Soon Tía was born, with Hera sheltered by Athena to ensure she escaped Zeus's eye. Athena was an ally to Hera in the Trojan war and was easily willing to help with Hera's plans in order to reach victory and had helped Hera with her plan from the beginning of its creation. Athena was aware that the mere presence of the baby could potentially draw Zeus into creating havoc against the Trojans and agreed that it was a last resort. Even more so, the recent mocking from Zeus, after Paris had escaped his challenge with Menelaus, pushed Athena to become more willing to help Hera with her plots. However, Hera eventually realises Tía was somewhat unnecessary, in part anyway, as Zeus had always planned for a Greek victory and promised that Hector will fall if he kills Patroclus. Hera wasn't remorseful, though, Tía being one of many plans set in place and was always a last resort. To Hera, her pride was now intact once more, even if Zeus wasn't aware of it, and she now had leverage in the mortal world, unlike before where she had to use trickery and bribes to have a hero do her bidding, unless her husband gave his own children to her as appeasement. During the battle where Patroclus is using Achilles armour, Hera convinces him to continue pushing the Trojan's back completely, despite Patroclus's promise to Achilles to only push them away from the ships. This gives Hector an opportunity to slay Patroclus, drawing Achilles back into the war and beginning the Greek victory that Hera desired.
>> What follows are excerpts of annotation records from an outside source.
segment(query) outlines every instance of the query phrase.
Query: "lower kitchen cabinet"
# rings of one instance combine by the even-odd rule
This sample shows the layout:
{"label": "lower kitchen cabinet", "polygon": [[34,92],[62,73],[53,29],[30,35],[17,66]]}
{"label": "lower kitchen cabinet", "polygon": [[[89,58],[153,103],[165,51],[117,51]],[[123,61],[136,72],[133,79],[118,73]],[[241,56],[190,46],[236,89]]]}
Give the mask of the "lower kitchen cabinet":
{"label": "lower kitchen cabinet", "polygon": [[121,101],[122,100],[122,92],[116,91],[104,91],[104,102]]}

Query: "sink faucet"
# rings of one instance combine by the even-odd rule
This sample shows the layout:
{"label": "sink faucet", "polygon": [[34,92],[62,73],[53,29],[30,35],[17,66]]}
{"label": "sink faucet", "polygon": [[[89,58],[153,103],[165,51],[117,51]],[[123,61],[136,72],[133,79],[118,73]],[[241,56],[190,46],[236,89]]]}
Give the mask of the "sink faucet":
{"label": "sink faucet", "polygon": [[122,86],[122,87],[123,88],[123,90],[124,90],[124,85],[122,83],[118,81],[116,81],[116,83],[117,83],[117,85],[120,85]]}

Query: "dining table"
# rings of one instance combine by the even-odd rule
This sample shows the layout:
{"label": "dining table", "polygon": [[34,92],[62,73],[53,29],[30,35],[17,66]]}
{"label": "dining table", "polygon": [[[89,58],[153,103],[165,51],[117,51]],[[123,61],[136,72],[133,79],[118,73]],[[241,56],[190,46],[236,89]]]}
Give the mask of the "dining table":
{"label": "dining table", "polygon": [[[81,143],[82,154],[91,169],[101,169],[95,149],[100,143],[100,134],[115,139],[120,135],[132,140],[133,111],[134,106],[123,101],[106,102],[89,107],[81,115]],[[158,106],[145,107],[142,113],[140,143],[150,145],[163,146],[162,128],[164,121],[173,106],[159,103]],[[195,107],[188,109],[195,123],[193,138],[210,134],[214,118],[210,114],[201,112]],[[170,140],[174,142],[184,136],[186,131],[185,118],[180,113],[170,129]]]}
During this time, Hera had given Tía to an elderly couple residing in one of the towns situated around Troy. They had already been raided by the Greeks and it was unlikely that they would be bothered again. They weren't a large town and many of the young generation had been taken by either the Trojan's or the Greeks to join their ranks, and so Tía was often surrounded by the elderly or children barely older than her. Tía was left at the doorstep of the couple's house, with the only two things on her; one was a small note saying her name was Tía Demosthenes. She was given the last Demosthenes as a tribute to Athena since it was the name of an Athenian general that Athena was fond of. The second object was a small, celestial bronze dagger, that had belonged to her father, Hector. Tía has dim memories of this place but, until the late 19th century, Tía believed them to be her grandparents. They were loving, believing the girl to be the consequences of a soldier raiding some nearby village and treated her as their own, at least for the rest of the Trojan war. In the current day, whenever Tía smells olives or sand, she is still reminded of this part of her life. However, as the Greek's began to burn down Troy and its surrounding cities after they won the war, they slaughtered the couple with Tía nearly being one of them if she wasn't pushed into a cupboard and hidden away. The Greeks, drunk with victory, were not thorough in their destruction and never truly looked for any other survivors, allowing Tía to survive. After the soldiers moved through, Tía was found by one of Apollo's priests, having come from the temple.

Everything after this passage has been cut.